Collect Amazon product IDs and safe in *.json

leoncvlt / blinkist-scraper

📚 Python tool to download book summaries and audio from Blinkist.com, and generate some pretty output

190 stars 36 forks source link

Collect Amazon product IDs and safe in *.json #48

Open johndoe-dev00 opened 3 years ago

johndoe-dev00 commented 3 years ago

Use case Scrape Amazon product IDs from each book in order to later scrape the Amazon product pages for the review information.

Functionality I scraped the Amazon product IDs ("ASIN") from the "Buy" button on the https://www.blinkist.com/en/books/... pages. The ASIN is required to generate the Amazon product links https://www.amazon.com/dp/<ASIN> If available, the product IDs are stored in the *.json files. This feature needs to be enabled through the commandline switch --get-amazon-url

Also I added a "category_id" to the *.json files, that represents the index of the scraped category.

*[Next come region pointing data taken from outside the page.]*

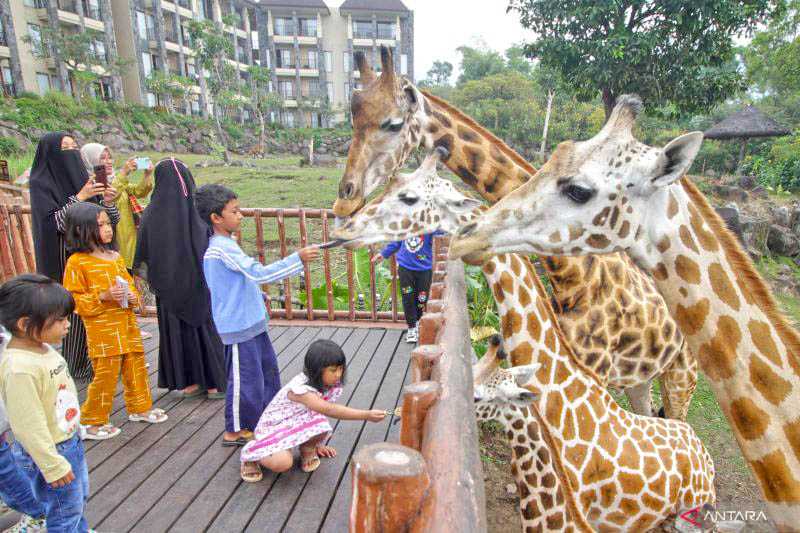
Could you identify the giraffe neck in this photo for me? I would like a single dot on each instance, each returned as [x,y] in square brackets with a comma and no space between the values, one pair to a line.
[744,345]
[483,161]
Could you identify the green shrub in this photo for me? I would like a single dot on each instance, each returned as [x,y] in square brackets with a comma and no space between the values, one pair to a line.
[8,146]
[779,168]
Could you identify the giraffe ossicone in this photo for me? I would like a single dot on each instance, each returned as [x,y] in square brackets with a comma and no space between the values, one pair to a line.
[612,193]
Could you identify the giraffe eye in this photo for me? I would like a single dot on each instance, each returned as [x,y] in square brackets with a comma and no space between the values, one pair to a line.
[578,194]
[408,199]
[393,125]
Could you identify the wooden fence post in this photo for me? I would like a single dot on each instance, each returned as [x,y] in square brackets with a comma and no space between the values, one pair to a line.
[417,400]
[422,360]
[389,484]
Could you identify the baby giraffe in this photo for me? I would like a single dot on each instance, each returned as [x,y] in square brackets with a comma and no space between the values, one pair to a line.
[546,500]
[628,472]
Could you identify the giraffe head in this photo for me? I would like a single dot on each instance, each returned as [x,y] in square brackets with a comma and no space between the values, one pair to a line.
[591,197]
[386,127]
[499,389]
[413,204]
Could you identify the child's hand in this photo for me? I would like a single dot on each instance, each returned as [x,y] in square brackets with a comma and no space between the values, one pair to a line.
[375,415]
[309,253]
[64,481]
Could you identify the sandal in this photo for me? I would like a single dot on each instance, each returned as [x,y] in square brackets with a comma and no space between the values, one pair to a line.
[153,416]
[308,462]
[251,472]
[102,433]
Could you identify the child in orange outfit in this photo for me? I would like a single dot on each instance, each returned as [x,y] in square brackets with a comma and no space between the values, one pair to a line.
[105,304]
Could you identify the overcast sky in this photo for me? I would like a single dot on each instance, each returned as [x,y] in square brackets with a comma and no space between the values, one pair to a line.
[441,26]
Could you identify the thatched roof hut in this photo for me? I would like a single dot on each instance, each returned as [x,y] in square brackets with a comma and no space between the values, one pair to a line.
[745,124]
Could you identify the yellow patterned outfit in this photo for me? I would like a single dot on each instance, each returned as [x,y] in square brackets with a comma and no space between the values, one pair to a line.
[115,342]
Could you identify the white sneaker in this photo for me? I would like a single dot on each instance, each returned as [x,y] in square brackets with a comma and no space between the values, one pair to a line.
[28,524]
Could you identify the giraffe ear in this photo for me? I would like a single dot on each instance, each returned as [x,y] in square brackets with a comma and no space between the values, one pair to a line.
[676,158]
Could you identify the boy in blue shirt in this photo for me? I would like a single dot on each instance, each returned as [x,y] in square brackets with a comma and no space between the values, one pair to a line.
[415,269]
[237,306]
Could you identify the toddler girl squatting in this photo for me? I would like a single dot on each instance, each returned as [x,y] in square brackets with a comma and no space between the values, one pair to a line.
[297,416]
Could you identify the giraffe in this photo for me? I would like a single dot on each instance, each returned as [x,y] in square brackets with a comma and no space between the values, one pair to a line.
[422,202]
[606,303]
[628,472]
[613,193]
[546,500]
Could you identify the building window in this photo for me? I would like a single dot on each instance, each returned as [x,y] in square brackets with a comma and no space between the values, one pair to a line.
[286,89]
[386,30]
[363,29]
[35,33]
[91,8]
[308,27]
[312,60]
[284,26]
[44,82]
[283,58]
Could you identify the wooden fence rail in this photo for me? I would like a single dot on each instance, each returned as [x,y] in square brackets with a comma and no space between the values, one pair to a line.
[433,480]
[17,257]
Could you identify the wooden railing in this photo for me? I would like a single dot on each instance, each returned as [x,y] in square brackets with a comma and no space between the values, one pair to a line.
[312,226]
[432,481]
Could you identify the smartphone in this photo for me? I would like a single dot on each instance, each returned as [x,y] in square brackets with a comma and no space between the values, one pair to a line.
[100,175]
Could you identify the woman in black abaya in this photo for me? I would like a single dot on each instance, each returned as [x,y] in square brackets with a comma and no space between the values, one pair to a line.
[58,180]
[169,255]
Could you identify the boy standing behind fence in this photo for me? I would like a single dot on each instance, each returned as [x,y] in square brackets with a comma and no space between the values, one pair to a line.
[237,305]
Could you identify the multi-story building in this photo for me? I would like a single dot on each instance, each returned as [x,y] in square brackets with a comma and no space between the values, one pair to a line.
[307,45]
[154,33]
[27,63]
[309,48]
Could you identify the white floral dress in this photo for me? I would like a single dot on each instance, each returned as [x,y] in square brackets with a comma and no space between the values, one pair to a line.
[285,424]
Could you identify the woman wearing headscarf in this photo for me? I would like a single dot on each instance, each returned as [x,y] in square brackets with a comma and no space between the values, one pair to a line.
[95,154]
[169,255]
[58,180]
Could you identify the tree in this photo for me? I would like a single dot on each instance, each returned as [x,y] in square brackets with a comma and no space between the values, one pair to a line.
[172,87]
[212,47]
[668,52]
[77,51]
[477,63]
[261,100]
[440,73]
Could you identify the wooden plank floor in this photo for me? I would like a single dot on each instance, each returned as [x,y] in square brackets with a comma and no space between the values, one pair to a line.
[176,476]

leoncvlt commented 3 years ago

This looks fine, but is there any reason to have this other than "it's a cool feature"? I'm a huge advocate of the "do one thing and do it well" philosophy, and I see this tool as a scraper of the blinkist material mainly, what's the advantage in lengthening this by visiting one extra page for each book just to get the Amazon asin? Even if put behind an optional flag, it add more logic and arguments to keep track of to the scrape_book_data method and others.

johndoe-dev00 commented 3 years ago

Well, I guess my use case is a bit different, than the usual offline reading. I find the Blinkist Smartphone App pretty crappy in terms of deciding, which book to listen to next. So I want to listen to the books with the most amazon reviews. And with the Amazon IDs I gathered, I was able to scrape Amazon and generate a list of all blinkist books, ordered by number of amazon reviews:

https://htmlpreview.github.io/?https://github.com/johndoe-dev00/blinkist-books-sorted-by-amazon-reviews/blob/main/!index.html

Other people might have similar use cases, that involve a books Amazon ID, thats why I thought, I would create a pull requests. If you think this is out of scope of the intended use case, feel free to reject the pull request.